Only the wealthy in New Zealand could see any success in this destructive exercise in social engineering. Between 1984 and 1996 only the top 10% of income earners measurably increased their share of total income. The lowest 10% lost 21.6% of their 1984 income. Over 50% of the total working population had lower real income in 1996 than in 1984.
There are lessons from New Zealand, but they do not involve adopting that tortured country as a model.
The first lesson is that the unfettered application of ideology is inevitably destructive -- not just of democracy, social peace and equality but of the economy.
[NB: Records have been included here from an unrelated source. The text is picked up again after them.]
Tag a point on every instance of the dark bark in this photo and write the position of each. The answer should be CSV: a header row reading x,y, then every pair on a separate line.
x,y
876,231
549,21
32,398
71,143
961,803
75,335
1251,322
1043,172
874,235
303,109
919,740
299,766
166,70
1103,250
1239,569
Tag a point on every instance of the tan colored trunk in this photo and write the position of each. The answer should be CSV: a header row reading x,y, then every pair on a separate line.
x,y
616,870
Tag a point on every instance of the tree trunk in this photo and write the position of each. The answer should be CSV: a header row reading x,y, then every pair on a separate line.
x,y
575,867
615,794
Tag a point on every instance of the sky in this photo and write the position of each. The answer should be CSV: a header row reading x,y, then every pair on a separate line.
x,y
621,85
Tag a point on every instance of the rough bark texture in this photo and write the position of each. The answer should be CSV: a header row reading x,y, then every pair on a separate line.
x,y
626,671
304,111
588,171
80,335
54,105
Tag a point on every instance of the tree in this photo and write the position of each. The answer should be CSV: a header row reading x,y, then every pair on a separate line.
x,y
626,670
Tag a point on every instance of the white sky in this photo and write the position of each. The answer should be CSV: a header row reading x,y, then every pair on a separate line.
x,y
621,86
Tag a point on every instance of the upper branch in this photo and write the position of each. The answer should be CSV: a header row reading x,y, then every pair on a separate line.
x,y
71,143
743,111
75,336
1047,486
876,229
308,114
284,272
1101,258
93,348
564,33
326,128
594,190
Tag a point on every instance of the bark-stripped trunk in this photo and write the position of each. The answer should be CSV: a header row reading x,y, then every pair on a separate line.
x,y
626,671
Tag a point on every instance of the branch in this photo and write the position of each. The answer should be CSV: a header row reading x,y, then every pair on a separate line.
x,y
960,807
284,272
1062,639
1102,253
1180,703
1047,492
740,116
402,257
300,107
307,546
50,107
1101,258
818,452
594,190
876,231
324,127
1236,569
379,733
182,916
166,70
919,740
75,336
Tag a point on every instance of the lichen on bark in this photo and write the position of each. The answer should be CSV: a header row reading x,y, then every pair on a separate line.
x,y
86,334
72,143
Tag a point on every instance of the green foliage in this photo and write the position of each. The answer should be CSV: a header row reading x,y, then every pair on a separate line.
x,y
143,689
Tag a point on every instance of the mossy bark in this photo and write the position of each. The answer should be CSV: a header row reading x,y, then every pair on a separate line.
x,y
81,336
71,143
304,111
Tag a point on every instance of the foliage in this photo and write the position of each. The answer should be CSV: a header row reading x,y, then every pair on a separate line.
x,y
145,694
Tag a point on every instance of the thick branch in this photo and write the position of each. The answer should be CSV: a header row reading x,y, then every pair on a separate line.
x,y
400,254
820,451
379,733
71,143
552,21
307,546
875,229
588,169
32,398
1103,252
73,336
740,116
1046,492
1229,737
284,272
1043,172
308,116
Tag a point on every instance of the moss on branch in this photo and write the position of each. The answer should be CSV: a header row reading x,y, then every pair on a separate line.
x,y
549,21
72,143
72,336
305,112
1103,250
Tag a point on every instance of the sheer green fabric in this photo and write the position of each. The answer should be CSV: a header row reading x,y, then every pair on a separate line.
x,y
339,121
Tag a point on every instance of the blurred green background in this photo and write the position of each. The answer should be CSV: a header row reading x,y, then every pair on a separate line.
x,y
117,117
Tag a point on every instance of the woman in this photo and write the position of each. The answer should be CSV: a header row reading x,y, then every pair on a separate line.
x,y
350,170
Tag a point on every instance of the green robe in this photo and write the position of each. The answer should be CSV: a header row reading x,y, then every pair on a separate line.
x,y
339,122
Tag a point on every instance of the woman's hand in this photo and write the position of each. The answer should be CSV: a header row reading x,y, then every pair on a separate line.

Even as the revolution continued to deliver disastrous results its promoters claimed it was because it had not gone far enough.
The second lesson is that parliamentary democracy Anglo- Saxon style has proven extremely vulnerable to the ravages of ideology. A virtual executive dictatorship can implement policies that are never even debated during elections - as happened in New Zealand in 1984. The only thing that stopped the zealots from going even further was the introduction of proportional representation in the early ^90s and the subsequent election of minority governments.
And that leads to the last lesson. Globalization is not inevitable nor irreversible. The current New Zealand government (a coalition of a chastened Labour Party and the left-wing Alliance) is unfortunately still committed to signing free trade and investment agreements. But it is reversing many of the most destructive policies. Included in this re-think is the reversal of privatisation of Accident Compensation Insurance, an immediate rise in pensions, a halt to sale of state houses and a commitment to rebuilding the state housing stock, the appointment of review committee on electricity pricing, the freezing of tariffs on clothing and footwear, and the re-recognition of unions.
The pity is that New Zealanders had to suffer through so much in the first place.